Yeah, you know, I can tell you what their feedback was to us which was that we were not within the competitive range to qualify. And what that means is that they look at all of the elements of our program and they put kind of a probability of success on that. And that includes many things. It includes the medical efficacy that we have established from previous animal models as an example. Do we have a robust enough data set that supports the indication that we're seeking? We know from their decline to even consider our treatment RFP was based on our lack of robust medical efficacy in their mind to qualify for the treatment RFP. They felt that our medical efficacy was sufficient to be considered for the prophylaxis, but again, they have to put an assessment of how robust is that data set to be likely to find success in the clinic.

There are other things such as the formulation we were proposing for example was an inhaled formulation. So they put a probability based on the data set so far of the likely success of that type of formulation. So there are many variables that they consider. And in totality, they assessed that the overall program was too risky for them to fund through full development.

Now, we have generated additional data since then that was presented at ICAAC that was not availability to submit as part of the RFP and they would not accept after the RFP deadline. And so that is what leads us to believe that we have a very robust data set and a compelling program to show the potential utility of this influenza drug. So that's why we will continue to explore other means of financing this program. So I hope that answers your question.

Yes, thank you very much and good luck.

Dominic Finnen, Merrill Nexus.

Good afternoon. This is another question related to the Company's capital resources. How will the government contract modification you mentioned and the deferral of revenues affect the cash burn in 2012? Can we assume the cash burn will go down or at least remain flat and that the Company has enough capital resources to cover operation in 2012? Or not?

Yeah, well we have not and are not providing guidance at this time for 2012. What I will reiterate is that the contract modifications, while they brought activities into our first phase, did not accelerate our revenues. But again, we expect that the revenues under this first phase and the additional activities will be completed through mid 2013 and we've disclosed that $46 million of what was previously and later phases of the development were brought into this current phase. And then we also talked about some of the deferred activities that moved from the fourth quarter expected of this year into next year.

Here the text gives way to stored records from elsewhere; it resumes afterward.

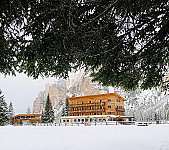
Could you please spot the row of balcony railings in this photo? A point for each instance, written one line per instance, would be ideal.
(87, 110)
(87, 104)
(120, 109)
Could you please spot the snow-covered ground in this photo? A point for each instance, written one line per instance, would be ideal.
(121, 137)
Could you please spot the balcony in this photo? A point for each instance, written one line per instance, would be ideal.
(120, 109)
(87, 111)
(86, 105)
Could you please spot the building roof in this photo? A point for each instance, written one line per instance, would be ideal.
(100, 95)
(19, 115)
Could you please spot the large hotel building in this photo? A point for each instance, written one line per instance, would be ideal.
(103, 104)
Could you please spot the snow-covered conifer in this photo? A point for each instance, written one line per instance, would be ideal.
(3, 111)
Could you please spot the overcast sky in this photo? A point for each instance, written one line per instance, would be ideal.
(22, 90)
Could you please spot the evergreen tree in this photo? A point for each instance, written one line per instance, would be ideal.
(3, 111)
(48, 115)
(11, 111)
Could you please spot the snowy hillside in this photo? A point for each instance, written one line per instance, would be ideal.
(112, 137)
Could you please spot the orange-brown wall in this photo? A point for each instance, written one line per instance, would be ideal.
(116, 102)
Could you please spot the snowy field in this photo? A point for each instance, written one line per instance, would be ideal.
(121, 137)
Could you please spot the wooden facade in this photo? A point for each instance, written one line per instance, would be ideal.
(103, 104)
(26, 119)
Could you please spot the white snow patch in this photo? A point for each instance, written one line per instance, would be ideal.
(153, 137)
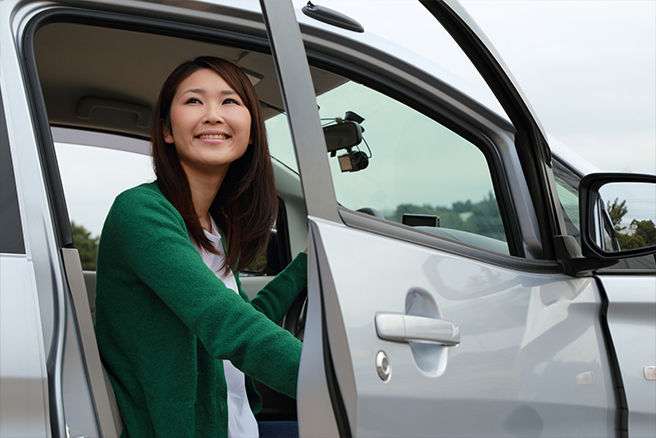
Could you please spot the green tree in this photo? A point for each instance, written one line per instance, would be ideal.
(616, 211)
(86, 245)
(644, 230)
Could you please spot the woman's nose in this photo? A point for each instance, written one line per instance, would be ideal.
(213, 114)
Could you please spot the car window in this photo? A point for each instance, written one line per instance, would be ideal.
(92, 177)
(418, 172)
(11, 232)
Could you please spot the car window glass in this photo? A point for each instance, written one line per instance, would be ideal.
(423, 38)
(567, 186)
(11, 232)
(92, 177)
(418, 172)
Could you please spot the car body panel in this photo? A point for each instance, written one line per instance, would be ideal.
(632, 323)
(535, 357)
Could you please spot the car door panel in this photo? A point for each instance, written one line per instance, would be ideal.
(531, 354)
(532, 357)
(632, 323)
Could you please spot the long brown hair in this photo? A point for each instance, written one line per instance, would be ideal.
(246, 205)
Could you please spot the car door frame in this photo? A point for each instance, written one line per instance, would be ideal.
(530, 141)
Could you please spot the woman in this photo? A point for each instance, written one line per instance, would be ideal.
(174, 334)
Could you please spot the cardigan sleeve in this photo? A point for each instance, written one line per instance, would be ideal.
(150, 237)
(275, 299)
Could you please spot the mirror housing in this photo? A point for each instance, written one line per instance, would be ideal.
(604, 234)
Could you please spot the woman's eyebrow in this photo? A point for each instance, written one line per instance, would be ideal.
(228, 91)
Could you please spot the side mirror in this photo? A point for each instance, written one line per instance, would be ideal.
(618, 215)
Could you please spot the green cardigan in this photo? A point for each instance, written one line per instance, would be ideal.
(164, 322)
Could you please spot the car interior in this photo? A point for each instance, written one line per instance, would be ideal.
(99, 80)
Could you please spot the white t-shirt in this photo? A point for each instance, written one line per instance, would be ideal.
(241, 421)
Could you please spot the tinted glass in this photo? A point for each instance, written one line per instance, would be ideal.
(11, 231)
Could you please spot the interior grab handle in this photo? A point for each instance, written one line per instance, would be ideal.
(410, 328)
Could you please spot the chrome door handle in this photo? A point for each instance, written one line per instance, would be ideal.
(410, 328)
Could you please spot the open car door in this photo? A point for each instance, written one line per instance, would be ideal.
(413, 334)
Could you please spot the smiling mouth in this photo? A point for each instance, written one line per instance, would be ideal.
(213, 137)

Again, we're not providing guidance on revenues at this time for 2012, but we, again, are looking at what we need for our DMD program, we're looking at what the expected revenues and contribution are for our government activities, and again, we're comfortable right now with our balance sheet that we can get through a lot of the activities I descried over the next year. So from that standpoint, we will be providing guidance on our yearend earnings call early next year and at that time we'll have a better sense of what the revenue and cash burn will be for 2012.

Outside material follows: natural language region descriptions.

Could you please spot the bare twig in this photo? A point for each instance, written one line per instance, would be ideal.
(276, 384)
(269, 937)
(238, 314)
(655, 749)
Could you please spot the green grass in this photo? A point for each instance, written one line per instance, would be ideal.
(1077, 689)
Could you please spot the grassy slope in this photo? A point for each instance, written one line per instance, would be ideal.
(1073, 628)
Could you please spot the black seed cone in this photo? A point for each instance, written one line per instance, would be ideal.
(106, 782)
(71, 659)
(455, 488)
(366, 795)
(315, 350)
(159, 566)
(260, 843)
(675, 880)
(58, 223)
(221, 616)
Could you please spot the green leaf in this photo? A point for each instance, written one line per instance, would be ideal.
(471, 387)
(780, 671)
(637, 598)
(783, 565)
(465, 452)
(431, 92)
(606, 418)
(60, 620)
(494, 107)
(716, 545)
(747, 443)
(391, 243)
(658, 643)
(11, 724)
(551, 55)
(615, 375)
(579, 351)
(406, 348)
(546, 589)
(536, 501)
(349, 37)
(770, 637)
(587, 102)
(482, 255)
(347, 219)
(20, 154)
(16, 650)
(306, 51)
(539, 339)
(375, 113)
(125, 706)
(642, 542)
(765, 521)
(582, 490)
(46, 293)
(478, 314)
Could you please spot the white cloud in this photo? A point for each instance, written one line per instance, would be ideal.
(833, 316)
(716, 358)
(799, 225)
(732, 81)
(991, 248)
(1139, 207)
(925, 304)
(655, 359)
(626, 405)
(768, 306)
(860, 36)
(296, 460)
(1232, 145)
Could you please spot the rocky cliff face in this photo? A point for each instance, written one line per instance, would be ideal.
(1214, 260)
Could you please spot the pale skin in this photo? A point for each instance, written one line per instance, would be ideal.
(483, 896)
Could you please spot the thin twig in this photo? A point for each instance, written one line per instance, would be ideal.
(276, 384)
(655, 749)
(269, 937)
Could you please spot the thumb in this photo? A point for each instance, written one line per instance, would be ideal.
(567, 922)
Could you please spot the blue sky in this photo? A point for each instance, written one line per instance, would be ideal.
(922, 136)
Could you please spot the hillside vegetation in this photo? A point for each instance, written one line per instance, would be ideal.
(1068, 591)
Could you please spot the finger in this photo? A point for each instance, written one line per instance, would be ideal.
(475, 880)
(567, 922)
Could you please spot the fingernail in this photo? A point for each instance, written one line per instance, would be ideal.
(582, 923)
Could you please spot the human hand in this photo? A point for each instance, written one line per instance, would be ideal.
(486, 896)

Okay. Fair enough. Thank you.

With no further question, I would like to turn the call back over to Chris Garabedian for closing remarks.

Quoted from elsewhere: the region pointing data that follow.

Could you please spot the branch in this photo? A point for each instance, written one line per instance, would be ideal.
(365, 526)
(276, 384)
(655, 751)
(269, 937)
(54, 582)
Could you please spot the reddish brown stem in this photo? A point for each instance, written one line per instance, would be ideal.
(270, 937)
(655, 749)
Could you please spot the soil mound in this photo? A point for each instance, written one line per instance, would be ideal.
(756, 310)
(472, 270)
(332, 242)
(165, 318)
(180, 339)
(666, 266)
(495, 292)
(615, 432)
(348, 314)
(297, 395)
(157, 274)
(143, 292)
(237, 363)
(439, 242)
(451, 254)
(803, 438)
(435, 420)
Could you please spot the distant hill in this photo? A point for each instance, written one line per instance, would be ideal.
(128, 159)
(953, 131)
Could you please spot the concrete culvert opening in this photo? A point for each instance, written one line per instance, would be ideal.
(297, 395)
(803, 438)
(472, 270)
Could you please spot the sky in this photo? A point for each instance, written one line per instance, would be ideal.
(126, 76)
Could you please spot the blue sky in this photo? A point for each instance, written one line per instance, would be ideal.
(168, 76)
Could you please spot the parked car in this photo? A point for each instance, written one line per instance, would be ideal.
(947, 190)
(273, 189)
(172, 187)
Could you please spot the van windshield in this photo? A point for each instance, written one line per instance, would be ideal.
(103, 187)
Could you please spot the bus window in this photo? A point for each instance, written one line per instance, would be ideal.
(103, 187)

Okay. Thank you, Operator. In closing, we're very excited as we continue to advance or programs in Duchenne muscular dystrophy and our infectious disease drug candidates. We look forward to reporting our progress at upcoming conferences. We will be presenting at the Lazard Investment Conference and the Piper Jaffray Investment Conference in New York in November. Thank you all for joining us today.

Ladies and gentlemen, that concludes today's conference. Thank you for your participation. You may disconnect at this time. Have a good day.